I have huge file which compose like this:

This line is wrong, because the name after the code, for example: (20000000) NAME

where NAME does not recur in other line’s fragments (example 1):

;100000;(20000000) Face wash su Acai uogomis Ziaja Jagody Acai 200 ml, (26700000) Face rinse gel Avene 75 ml, (26000000) Face tonic Alcina Skin Manager AHA Effect 50 ml, (30000000) Moisturing face lotion Tony Moly The Chok Chok Green Tea 160 ml, (31000000) Cleansing micel water Jowae Micellar Cleansing Water 400 ml

This line is correct, because all names after codes goes the same (example 2):

;100001;(20000000) Face wash su Acai uogomis Ziaja Jagody Acai 200 ml, (20000000) Face wash su Acai uogomis Ziaja Jagody Acai 200 ml, (20000000) Face wash su Acai uogomis Ziaja Jagody Acai 200 ml, (20000000) Face wash su Acai uogomis Ziaja Jagody Acai 200 ml

All fragments on one line of file are separated by codes like this (888888888), after this code following 1-5 words name, which have been the same in all fragments.

Goal is find all lines, whit the same names.

I used for this purpose regexp (where "Face wash" is the NAME:

^;([0-9]{5,12};(\([0-9]{6,12}\).Face wash.*){1,20})$

but it’s was find all lines with name which are just in first fragment

I think wrong part of regexp is .*

How to change .* if I want to find lines with same name of fragments (like example 2), but not to find fragments with not same names (like example 1)

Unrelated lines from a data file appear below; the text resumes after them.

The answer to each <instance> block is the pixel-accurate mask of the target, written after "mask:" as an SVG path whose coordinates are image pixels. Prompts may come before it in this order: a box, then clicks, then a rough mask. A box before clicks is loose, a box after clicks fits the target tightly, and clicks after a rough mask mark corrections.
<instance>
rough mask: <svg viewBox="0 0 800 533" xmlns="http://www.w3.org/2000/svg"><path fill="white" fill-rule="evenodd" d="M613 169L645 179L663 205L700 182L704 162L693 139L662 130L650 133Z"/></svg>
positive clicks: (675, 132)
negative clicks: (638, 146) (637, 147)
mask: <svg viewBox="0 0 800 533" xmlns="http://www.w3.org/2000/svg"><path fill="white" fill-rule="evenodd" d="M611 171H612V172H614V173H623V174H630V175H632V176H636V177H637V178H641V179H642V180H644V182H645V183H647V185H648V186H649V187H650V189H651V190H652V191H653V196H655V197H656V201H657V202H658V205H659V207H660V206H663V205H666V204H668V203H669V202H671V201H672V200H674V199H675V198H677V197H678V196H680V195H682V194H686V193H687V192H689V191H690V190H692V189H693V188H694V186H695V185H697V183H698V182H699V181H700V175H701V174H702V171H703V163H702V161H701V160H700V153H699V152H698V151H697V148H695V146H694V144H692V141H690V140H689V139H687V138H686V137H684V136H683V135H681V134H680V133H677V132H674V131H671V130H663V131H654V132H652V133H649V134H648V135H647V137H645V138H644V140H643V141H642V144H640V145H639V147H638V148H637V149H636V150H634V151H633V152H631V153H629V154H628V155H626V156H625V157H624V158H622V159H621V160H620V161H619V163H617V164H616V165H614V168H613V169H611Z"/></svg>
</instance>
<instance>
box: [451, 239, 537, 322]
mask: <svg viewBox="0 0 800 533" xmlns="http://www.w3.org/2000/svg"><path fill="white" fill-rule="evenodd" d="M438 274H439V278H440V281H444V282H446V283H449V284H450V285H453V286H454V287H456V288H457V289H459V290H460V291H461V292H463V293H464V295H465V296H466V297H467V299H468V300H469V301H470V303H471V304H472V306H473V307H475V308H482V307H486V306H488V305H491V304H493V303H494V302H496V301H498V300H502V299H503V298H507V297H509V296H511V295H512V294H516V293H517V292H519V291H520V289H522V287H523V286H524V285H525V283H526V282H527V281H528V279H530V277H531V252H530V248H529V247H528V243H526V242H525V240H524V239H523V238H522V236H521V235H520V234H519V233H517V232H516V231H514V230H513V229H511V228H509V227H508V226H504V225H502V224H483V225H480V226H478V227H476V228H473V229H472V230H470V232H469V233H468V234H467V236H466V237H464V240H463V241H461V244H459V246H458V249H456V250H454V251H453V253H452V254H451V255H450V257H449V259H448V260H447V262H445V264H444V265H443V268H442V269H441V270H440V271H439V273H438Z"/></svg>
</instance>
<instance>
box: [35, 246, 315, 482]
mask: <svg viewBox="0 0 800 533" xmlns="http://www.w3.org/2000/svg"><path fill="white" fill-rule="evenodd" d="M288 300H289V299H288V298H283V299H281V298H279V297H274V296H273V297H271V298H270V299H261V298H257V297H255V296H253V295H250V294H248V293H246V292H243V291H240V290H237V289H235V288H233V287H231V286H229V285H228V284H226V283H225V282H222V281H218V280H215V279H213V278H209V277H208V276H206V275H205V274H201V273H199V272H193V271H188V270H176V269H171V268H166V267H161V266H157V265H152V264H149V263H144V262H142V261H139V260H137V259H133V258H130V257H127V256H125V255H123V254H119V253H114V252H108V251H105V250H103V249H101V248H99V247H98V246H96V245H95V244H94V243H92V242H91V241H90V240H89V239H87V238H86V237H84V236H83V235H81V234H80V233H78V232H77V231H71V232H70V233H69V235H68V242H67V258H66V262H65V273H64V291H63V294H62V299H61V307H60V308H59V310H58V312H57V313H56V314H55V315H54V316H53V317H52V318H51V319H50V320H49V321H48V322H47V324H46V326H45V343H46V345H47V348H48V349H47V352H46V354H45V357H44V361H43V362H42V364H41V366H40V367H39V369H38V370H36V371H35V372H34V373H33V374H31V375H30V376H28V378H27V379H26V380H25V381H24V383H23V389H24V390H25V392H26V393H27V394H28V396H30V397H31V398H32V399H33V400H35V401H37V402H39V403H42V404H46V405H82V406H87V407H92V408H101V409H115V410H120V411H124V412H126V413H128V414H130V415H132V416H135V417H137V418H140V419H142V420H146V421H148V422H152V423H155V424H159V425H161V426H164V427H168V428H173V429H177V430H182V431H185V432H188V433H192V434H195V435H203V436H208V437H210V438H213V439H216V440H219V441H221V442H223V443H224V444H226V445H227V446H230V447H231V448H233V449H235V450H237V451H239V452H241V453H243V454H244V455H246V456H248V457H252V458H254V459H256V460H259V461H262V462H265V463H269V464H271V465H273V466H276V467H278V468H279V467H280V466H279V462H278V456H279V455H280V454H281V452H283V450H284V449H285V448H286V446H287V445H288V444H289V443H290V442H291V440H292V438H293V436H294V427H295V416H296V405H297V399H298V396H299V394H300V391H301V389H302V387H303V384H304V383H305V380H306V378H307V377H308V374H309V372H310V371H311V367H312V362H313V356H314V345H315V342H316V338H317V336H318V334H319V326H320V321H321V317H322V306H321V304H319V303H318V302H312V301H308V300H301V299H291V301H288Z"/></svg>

P.S. coma (,) is unreliable delimiter the only reliable delimiter is (35465468) number in brackets that is followed by NAME

  • This question is hard to understand. I would recommend changing it. It would be better if you posted 5-10 line of the file (as a block) and say you want lines (for example) 1, 3, 7, and 10 to be matched because...and explain the reasoning and then explain why lines 2, 4, 5, 6, 8, and 9 should not match. That would get suggestions on whether a regex solution is possible or if you need a programming language to loop through the file. – MDR Jul 12 '21 at 16:42
  • I don't think a regex and find/replace operation using just Kate is going to be possible. In any case you say you want to match the words after the code numbers. Since the items on the 'correct' line in your example all have the code '20000000' why can you not use the code number to check they are all the same? This would be better as if you are using the words after the code for a match and it's a large file how do you know if you need to match one word on one line and then several words on another after the code number? Sounds a little bit messy. – MDR Jul 12 '21 at 18:48

1 Answers1

0

Sorry for not clear question. I find solution:

^;[0-9]+;(\([0-9]+\)[0-9a-zA-Z,\/ ]*Face wash[0-9a-zA-Z,\/ ]*){1,24}$